In the year 2001, dengue again seemed to appear in Delhi and a few cases were reported in October. Timely campaign against breeding of mosquitoes by public education and public health measures ensured that the disease did not attain epidemic status.
1) The diseases of the past can make their resurgence if favorable environment conditions are present. Efforts to prevent the resurgence of such deadly diseases have to be made by way of good sanitary conditions, hygiene and cleanliness.
2) The decaying material including dead animals in the unsanitary conditions that usually prevails after the occurrence of destructive natural disaster situations such as earthquakes result in the spread of diseases/ epidemics as was seen in the case of the Latur earthquake of 1993.
3) People living in poor sanitary conditions, congested slums and overcrowded localities are more prone to communicable diseases like plague.
4) Migratory population and people participating in crowded functions during festivals and processions create conditions conducive for the spread of such diseases.
5) Surveillance and monitoring programme for the diseases like plague are lacking at present. For want of required data/information on various causative factors, these epidemics cannot be forecast, thus further deterring timely preventive measures.

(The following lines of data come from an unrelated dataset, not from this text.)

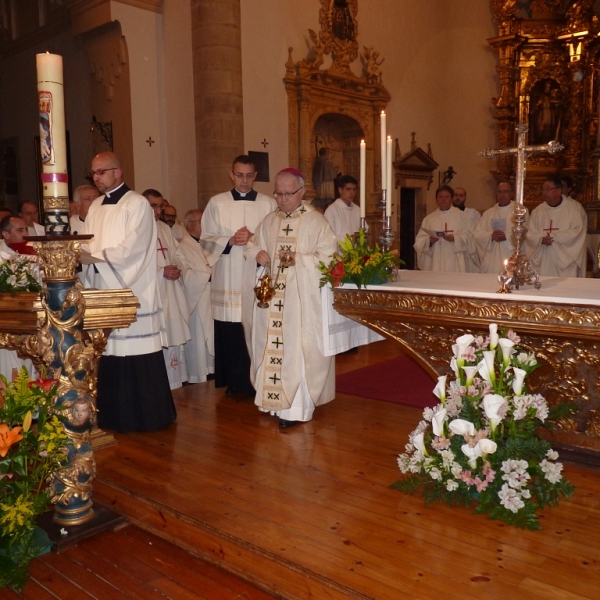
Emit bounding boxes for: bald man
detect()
[80,152,177,433]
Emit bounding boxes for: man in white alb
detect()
[414,185,479,273]
[526,177,587,277]
[325,175,360,243]
[81,152,177,433]
[200,155,276,396]
[179,210,215,383]
[473,181,528,274]
[244,169,337,429]
[142,189,190,390]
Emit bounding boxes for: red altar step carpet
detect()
[335,355,439,408]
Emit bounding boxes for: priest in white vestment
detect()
[201,155,276,396]
[179,210,215,383]
[69,185,100,235]
[325,175,360,242]
[142,189,191,390]
[414,185,479,273]
[81,152,177,433]
[244,170,338,429]
[526,178,587,277]
[473,181,528,275]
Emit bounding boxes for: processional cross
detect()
[479,123,564,290]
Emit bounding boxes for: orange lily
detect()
[0,423,23,458]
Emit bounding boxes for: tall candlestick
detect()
[385,135,394,217]
[360,140,367,219]
[35,53,69,235]
[381,110,387,190]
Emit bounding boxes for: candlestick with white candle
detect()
[36,52,69,235]
[360,140,367,219]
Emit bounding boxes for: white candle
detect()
[385,135,394,217]
[35,53,69,234]
[359,140,367,219]
[381,110,387,190]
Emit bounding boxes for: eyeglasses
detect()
[90,167,119,177]
[273,186,304,200]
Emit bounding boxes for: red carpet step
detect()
[335,355,439,408]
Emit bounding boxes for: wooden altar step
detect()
[89,342,600,600]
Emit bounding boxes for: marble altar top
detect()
[345,271,600,306]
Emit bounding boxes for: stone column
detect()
[191,0,244,208]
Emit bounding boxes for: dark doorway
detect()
[400,187,417,270]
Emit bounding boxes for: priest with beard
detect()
[414,185,479,273]
[244,169,338,430]
[179,210,215,383]
[80,152,177,433]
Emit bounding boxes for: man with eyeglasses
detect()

6) Public needs to be educated about the signs and symptoms of likely diseases so as to enable the early detection and preventive measures of such diseases.
Local health authorities have to keep a constant vigil on the epidemic prone areas.

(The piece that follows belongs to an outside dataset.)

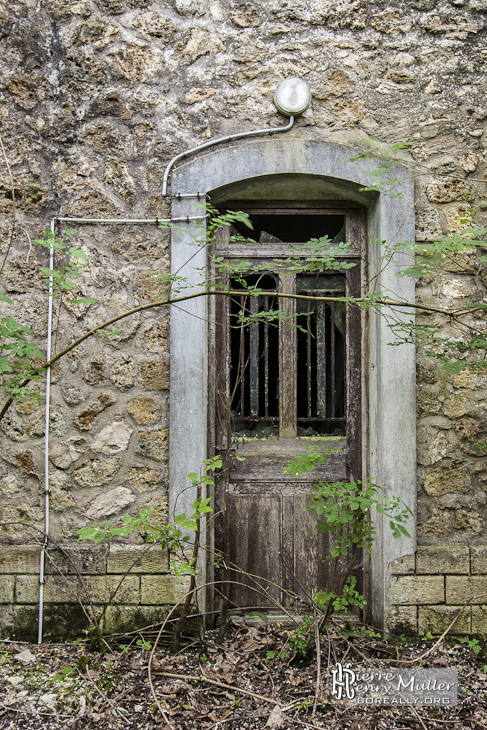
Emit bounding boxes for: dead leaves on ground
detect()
[0,625,487,730]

1) The outbreaks of dengue including dengue hemorrhagic fever (DHF)/dengue shock syndrome (DSS) can be anticipated through a system of surveillance and monitoring of Vector densities.
2) A check on the spread of epidemics by means of adequate control and monitoring measures before and after the occurrence of epidemics has to be ensured.
3) Breeding conditions and the vector around Delhi and in other parts of the country pose a constant threat of dengue in India. Desert coolers, water storage tanks and utensils, leaking water supplies, wells and fountains, rain water collections and water bodies, tyre dumps, junk cans, rain-soaked and uncleared garbage dumps, etc. provide excellent places for Aedes breeding.
4) DHF has become endemic and would surface periodically because of the very high vector breeding. The only practical approach to avoid future epidemics lies in preventive vector control with main reliance on source reduction and sanitation.
5) Extensive training programme to update their knowledge and skills in this area is essential for health workers.
6) We must accept and face the reality that dengue can surface again and to prevent future outbreaks, especially in the absence of any specific antiviral treatment or vaccine, sustained preventive community measures is the only key to success. Public education in this regard is very essential.